Non lo so perché purtroppo la musica in Italia è in mano ai “furfanti”, l’etichetta che vuole investire su un artista deve assicurarsi di fatturare, e pensa sia rischioso farlo su qualcuno che porta un prodotto nuovo. Non è nel loro interesse e questi artisti non hanno visibilità. Anche i canali di informazione devono incrementare le giuste informazioni, non solo quelle imposte dall’ufficio stampa. Bisogna incoraggiare l’identità underground di un prodotto e non solo quando ha raggiunto un determinato risultato. L’atteggiamento è sbagliato, c’è un furto d’identità e sonorità molto forte, senza riconoscimenti.

C’è una grande rivalsa con gli stream degli artisti stessi, con il digitale si può guadagnare in proprio, tramite le royalties dei negozi di dischi online. Non tutti gli artisti hanno un budget da investire, ma se sei vero e hai talento qualcuno se ne accorge e vieni premiato.

La Vynil Digital è la tua etichetta, che cura anche la vendita digitale dei dischi e delle tracce. Come ti trovi con una label internazionale?
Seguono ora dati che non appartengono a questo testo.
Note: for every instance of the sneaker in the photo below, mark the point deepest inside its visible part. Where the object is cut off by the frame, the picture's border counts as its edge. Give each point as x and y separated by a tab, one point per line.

La Vynil Digital è quella che ho considerato come più autorevole nel campo dell’hip hop strumentale. Se si vuole fare musica non ci si può limitare al mercato italiano, fuori l’Italia c’è la possibilità di lavorare, ci sono etichette, editori, organizzatori che apprezzano il tuo lavoro e hanno un mercato nel quale si può investire.

Vorrei invitare gli artisti a guardarsi intorno, perché l’underground si muove, vorrei che fosse più accreditato, non devono raccogliere solo gli altri, ma anche noi.